A Student Handbook to the Plays of Tennessee Williams

A Student Handbook to the Plays of Tennessee Williams. Katherine Weiss, ed. London: Bloomsbury, 2014; Pp. 290.

The book opens with a quote from Tennessee Williams: “truth is something you need to deserve,” a statement that volume editor Katherine Weiss asserts “fl[ies] in the face of the imaginary worlds so many of his characters create” (1). From this nucleus emerges A Student Handbook to the Plays of Tennessee Williams, analysis of four plays that attempts to reconcile the contradiction between Williams’s “truth” and his characters’ fictions. The second release in Bloomsbury’s A Student Handbook to the Plays of… series, the text aims to provide a study guide to the most studied dramas from this celebrated American playwright.

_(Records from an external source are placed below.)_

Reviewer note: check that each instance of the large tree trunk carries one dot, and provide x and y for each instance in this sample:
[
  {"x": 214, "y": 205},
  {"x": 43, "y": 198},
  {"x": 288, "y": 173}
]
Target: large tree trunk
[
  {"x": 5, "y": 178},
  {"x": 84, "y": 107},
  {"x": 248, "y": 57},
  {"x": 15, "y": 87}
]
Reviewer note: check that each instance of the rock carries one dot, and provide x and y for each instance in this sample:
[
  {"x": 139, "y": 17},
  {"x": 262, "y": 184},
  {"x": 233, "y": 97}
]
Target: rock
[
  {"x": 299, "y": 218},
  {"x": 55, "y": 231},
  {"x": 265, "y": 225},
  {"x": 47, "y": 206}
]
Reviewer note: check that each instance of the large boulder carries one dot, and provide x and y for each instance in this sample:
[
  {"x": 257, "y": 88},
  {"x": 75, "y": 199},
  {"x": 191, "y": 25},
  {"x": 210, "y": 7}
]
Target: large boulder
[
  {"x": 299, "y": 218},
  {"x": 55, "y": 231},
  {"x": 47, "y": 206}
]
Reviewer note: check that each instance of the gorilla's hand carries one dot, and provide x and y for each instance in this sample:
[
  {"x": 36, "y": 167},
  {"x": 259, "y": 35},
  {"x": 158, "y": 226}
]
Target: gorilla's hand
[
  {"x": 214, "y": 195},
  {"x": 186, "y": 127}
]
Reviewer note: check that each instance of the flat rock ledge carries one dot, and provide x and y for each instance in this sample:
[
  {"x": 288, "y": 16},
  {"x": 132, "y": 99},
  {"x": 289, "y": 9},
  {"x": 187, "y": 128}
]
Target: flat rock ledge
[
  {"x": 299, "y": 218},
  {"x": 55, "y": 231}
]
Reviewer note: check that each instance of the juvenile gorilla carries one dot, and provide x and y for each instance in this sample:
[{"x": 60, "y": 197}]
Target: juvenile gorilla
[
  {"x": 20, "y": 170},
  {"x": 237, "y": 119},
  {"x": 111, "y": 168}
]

In her introduction, Weiss lays the dramaturgical framework from which the rest of the volume springs. She posits that the plays from the late 1960s and after lack “the tension and the need to express topics that were considered taboos,” leaving students and scholars to focus on Williams’s early works that explore topics such as “ageing, loneliness, and time’s devastation” (7). In the chapters that follow, scholars Stephen J. Bottoms, Patricia Hearn, Michael Hooper, Philip C. Kolin, and Weiss herself offer in-depth investigations of Tennessee Williams’s most produced and critically favored plays, The Glass Menagerie (1944), A Streetcar Named Desire (1947), Cat on a Hot Tin Roof (1955), and Sweet Bird of Youth (1959).